Each week we would tackle a different topic, such as numbers, colours, animals and food. Devising engaging lesson plans for the children was certainly challenging but it was actually really good fun! For example, when teaching them about the family in Spanish, I made a family tree for Maggie from ‘The Simpsons’ which the children had to work out for themselves and put together – it worked a treat!
Volunteering has so many benefits and offers an opportunity to experience something different from everyday life. For me, seeing the class develop their Spanish over the course of a year was incredibly rewarding but I also found that working with young people made a refreshing change from writing essays and revising for finals. I also learnt that children come out with the funniest things! My personal favourite was the time that one pupil asked me how to say ‘Gangnam Style’ in Spanish…‘Estilo Gangnam’ perhaps?!

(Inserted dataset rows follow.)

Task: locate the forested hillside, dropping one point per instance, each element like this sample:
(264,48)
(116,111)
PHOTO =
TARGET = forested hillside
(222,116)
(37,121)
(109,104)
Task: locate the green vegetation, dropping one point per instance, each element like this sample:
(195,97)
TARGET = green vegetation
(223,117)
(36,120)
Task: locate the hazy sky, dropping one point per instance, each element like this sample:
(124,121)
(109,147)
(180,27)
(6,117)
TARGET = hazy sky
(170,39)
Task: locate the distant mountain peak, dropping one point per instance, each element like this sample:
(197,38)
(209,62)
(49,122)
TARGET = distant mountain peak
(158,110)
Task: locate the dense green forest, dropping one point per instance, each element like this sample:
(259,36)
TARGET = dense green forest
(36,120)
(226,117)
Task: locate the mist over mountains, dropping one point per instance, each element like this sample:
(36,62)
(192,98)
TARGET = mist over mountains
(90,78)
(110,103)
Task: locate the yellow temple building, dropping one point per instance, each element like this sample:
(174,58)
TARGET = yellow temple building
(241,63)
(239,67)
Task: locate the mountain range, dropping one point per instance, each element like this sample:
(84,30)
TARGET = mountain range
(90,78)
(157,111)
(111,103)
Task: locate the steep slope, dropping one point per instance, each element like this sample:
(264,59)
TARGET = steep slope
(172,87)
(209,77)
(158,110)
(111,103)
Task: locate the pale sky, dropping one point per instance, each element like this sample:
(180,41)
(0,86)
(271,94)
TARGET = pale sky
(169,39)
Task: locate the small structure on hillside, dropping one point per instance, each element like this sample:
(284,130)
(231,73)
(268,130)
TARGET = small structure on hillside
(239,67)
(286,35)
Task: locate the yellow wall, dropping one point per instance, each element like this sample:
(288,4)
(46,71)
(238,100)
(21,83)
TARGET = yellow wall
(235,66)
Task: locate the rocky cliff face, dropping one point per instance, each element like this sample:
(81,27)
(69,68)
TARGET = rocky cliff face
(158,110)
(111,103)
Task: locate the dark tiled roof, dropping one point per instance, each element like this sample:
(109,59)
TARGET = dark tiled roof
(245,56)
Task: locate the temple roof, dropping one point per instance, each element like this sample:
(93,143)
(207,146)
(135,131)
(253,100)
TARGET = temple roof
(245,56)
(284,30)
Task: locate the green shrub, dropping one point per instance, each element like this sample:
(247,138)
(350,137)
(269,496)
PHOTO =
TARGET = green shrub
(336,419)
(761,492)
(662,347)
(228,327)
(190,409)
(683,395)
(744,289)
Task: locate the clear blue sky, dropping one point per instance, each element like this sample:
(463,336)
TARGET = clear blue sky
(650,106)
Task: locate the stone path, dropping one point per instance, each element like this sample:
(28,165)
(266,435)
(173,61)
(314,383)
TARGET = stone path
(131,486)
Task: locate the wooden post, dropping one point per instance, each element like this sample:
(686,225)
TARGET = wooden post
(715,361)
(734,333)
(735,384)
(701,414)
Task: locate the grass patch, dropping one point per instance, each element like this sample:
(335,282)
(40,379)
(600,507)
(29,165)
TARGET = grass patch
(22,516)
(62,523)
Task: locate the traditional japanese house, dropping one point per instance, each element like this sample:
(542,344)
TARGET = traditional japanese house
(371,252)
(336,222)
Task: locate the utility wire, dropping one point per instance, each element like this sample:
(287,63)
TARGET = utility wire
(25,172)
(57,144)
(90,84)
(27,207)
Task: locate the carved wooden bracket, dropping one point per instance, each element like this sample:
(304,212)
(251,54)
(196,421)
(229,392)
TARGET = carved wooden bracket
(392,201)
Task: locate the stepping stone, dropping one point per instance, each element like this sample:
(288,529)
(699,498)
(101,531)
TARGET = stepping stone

There has been a lot of debate over the past few months about teaching languages from such a young age and I have to say that I completely agree with the recent decision to make languages a compulsory element of the primary curriculum. Having witnessed first-hand the benefits of learning a new language from a young age, I say the earlier the better!”
Emily helped to organise a charity golf event to raise money for the Cystic Fibrosis Trust.
“What is Cystic Fibrosis? It’s a genetic condition that affects the lungs and digestive system and is a life-shortening illness. There is no cure, simply treatment to try to reduce symptoms to keep you as healthy as possible. The Cystic Fibrosis Trust is a charity very close to our hearts as sadly the defective gene is present in our family. Twenty years ago CF sufferers only lived into teenage years, but with vital research funded by the CF Trust, life expectancy is now in the 40s.
My Dad and Uncle have organised a golf event to raise money for CF for the past 3 years, and as this year the event was held locally at Wetherby Golf club, I thought it was a great opportunity to help out! We had 46 participants, some were keen, regular golfers and some had just borrowed their friends shoes to give it a go for a good cause. Tea, coffee and bacon sandwiches were served on arrival to give the golfers lots of energy for the 4 and a half hour walk with a bit of ball hitting in between. During the game various friendly competitions were held such as nearest the pin and longest drive for which the winners would receive some fantastic golf gear. We couldn’t have asked for better conditions; the sun shone all day long which put everyone in good spirits and generated some very high scores.
The tired, but proud golfers started arriving back into the clubhouse around 4pm and mingled in the bar before sitting down to a very well deserved carvery followed by sticky toffee pudding. With full tummies the raffle got in full swing. Local companies were amazingly supportive by donating raffle prizes for the event, and we gave away goodies such as £50 worth of cinema vouchers, quality golf balls, beauty products and vouchers for spa days and overnight hotel breaks! We then started on the auction. The host David (my Dad) did his best auctioneer impression to encourage bidders to buy some amazing golfing memorabilia. Auction prizes included a flag signed by Gary Player, a glove signed by Ian Poulter and loads more!
On behalf of myself, my family and the Cystic Fibrosis Trust, we would like to thank everyone who attended or donated to this fantastic day. Overall we raised £7,500, which, added to the previous years’ totals, amounts to over £22,000!”